Question:
Help me please?
Thomas
2018-06-04 07:17:55 UTC
For f(x) = x^3 − 27x: Find all critical points of f(x), and classify each one as either a relative.

My work is attached, can you guys help me figure out where I am going wrong? Submitted the answer to my instructor and he said there's a careless error.

Thank you!
Three answers:
?
2018-06-04 07:40:14 UTC
f(x) = x^3 - 27x.





First derivative: f'(x) = 3x^2 - 27 (✔).





Critical (or stationary) points: x = ±9 (❌).



f'(x) = 0 ===> 3x^2 - 27 = 0 ===> 3x^2 = 27 ===> x^2 = 27/3 = 9 ===> x = ±√9 = ±3 (✔).





(*) When: x = -3, f(-3) = (-3)^3 - 27(-3) = -27 + 81 = 54 ===> (-3; 54) is a critical point.



(**) When: x = 3, f(3) = 3^3 - 27(3) = 27 - 81 = -54 ===> (3; -54) is a critical point.





Second derivative test:



f''(x) = [f'(x)]' = (3x^2 - 27)' = 6x.





When: x = -3 ===> f''(-3) = 6(-3) = -18 (< 0) ===> (-3; 54) is a (relative) maximum point.



When: x = 3 ===> f''(3) = 6(3) = 18 (> 0) ===> (3; -54) is a (relative) minimum point.





Graph: https://www.desmos.com/calculator/nlkmzzsbao
la console
2018-06-04 11:31:00 UTC
You can obtain the critical points when the derivative is null.

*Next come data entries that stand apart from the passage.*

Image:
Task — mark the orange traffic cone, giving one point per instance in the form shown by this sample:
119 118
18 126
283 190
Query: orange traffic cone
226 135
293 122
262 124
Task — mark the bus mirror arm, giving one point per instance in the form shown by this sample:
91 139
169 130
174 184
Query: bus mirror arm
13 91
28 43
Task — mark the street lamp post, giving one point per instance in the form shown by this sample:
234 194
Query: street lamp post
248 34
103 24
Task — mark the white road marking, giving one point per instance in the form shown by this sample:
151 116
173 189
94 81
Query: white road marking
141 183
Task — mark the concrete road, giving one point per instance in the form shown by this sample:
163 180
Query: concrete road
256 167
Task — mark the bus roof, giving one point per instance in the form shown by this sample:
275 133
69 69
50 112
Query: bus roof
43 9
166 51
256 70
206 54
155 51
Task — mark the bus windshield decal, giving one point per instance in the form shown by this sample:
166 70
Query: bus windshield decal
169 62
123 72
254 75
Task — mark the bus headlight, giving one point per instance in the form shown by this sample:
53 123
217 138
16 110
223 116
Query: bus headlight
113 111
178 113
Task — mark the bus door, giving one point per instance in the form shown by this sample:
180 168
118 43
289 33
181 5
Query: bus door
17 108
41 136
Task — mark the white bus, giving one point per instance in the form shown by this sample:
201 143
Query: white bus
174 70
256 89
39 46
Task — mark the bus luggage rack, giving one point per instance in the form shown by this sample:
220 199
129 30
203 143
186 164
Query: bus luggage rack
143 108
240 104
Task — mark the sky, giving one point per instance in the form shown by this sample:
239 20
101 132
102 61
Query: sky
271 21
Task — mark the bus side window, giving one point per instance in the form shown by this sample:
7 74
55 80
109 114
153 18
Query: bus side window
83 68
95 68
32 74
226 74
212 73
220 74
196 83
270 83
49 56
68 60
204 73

f(x) = x³ - 27x ← this is a curve, i.e. a function



f’(x) = 3x² - 27 ← this is the derivative, then you solve for x,: f’(x) = 0



3x² - 27 = 0



3x² = 27



x² = 9



x = ± 3





f(x) = x³ - 27x → when: x = 3



f(3) = 27 - 81 = - 54



→ First point (3 ; - 54)





f(x) = x³ - 27x → when: x = - 3



f(3) = - 27 + 81 = 54



→ Second point (- 3 ; 54)
胡雪8°
2018-06-04 07:53:35 UTC
In your answer :



Firstly, 3x² - 27 = 0

will lead to x = ±3 but x ≠ ±9



Secondly, failed to use f'(x) to determine maximum and minimum.



====

My answer:



f(x) = x³ - 27x

f'(x) = 3x² - 27 = 3(x + 3)(x - 3)

f"(x) = 6x



When x = -3:

f'(x) = 0

f(x) = (-3)³ - 27(-3) = 54

f"(x) = 6(-3) = -18 < 0

Hence, maximum at (-3, 54)



When x = 3:

f'(x) = 0

f(x) = (3)³ - 27(3) = -54

f"(x) = 6(3) = 18 > 0

Hence, minimum at (3, -54)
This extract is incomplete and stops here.